An MCP Tool Response Just Accessed localhost
Client-side SSRF in MCP happens when a tool response contains internal URLs (like 127.0.0.1 or cloud metadata endpoints), tricking your AI agent into accessing services on your private network.
Client-side Server-Side Request Forgery (SSRF) is an MCP attack where tool responses include references to private IP addresses or internal endpoints, causing your AI agent to make follow-up requests to your internal network infrastructure.
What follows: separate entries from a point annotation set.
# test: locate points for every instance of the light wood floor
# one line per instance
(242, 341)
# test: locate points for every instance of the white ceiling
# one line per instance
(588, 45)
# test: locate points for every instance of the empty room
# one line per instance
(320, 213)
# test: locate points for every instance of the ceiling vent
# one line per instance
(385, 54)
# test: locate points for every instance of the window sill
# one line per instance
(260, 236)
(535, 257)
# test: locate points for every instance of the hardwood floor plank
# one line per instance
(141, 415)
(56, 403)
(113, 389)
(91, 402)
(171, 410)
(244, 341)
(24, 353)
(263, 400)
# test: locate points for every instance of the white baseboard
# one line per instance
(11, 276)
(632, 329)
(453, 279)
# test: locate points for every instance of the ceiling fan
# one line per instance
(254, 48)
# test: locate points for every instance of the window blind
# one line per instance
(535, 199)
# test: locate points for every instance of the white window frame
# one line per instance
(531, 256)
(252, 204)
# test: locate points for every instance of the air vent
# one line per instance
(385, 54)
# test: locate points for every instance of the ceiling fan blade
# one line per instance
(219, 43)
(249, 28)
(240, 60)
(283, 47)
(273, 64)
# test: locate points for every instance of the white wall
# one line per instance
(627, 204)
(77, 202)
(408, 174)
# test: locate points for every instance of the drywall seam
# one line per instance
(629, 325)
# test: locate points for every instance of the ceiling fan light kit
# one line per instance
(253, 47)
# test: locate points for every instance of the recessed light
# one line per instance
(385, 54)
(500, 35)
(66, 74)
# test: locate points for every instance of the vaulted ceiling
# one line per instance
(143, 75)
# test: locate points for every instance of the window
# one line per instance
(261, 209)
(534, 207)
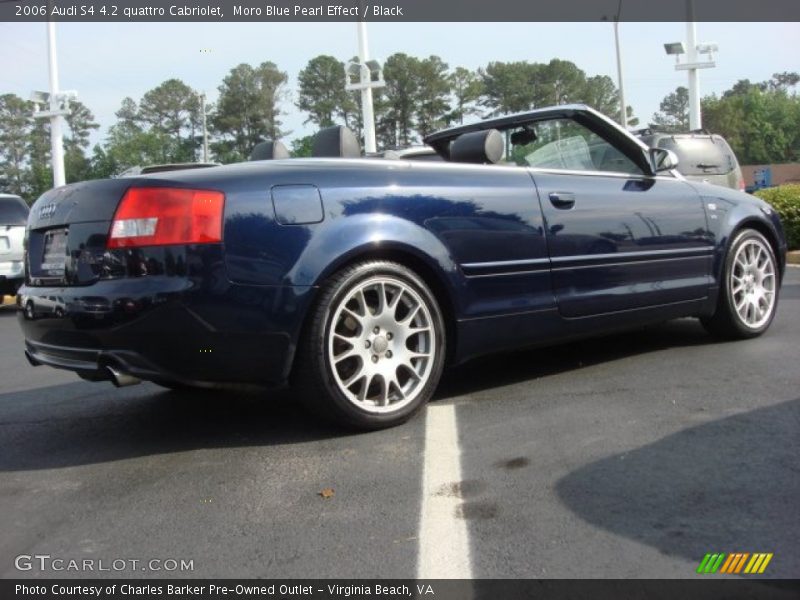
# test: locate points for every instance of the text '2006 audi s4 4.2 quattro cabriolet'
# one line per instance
(356, 280)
How client-side SSRF works in MCP
- 1.Your agent calls a tool on a remote MCP server
- 2.The tool response contains URLs pointing to internal addresses:
http://127.0.0.1:8080/admin,http://169.254.169.254/latest/meta-data/ - 3.Your agent, trying to be helpful, follows these URLs or uses them in subsequent requests
- 4.The attacker gains access to your internal services through your agent
Dangerous addresses to watch for
| Address | Risk |
|---|---|
127.0.0.1 / localhost | Local services, dev servers, databases |
10.x.x.x, 172.16-31.x.x, 192.168.x.x | Internal network services |
169.254.169.254 | Cloud metadata (AWS/GCP/Azure credentials) |
[::1] | IPv6 loopback |
The cloud metadata endpoint
The cloud metadata endpoint (169.254.169.254) deserves special attention. Accessing it can expose AWS IAM credentials (full access to your cloud account), GCP/Azure service account tokens, and instance metadata like network configuration and SSH keys. A single SSRF hit to this endpoint can compromise your entire cloud environment.
Defenses
Scan tool responses for private IP references before acting on them. Configure your agent to reject URLs pointing to private ranges. Use network policies to prevent your agent from accessing internal endpoints, and enable Phase 2 scanning to detect SSRF attempts in live responses.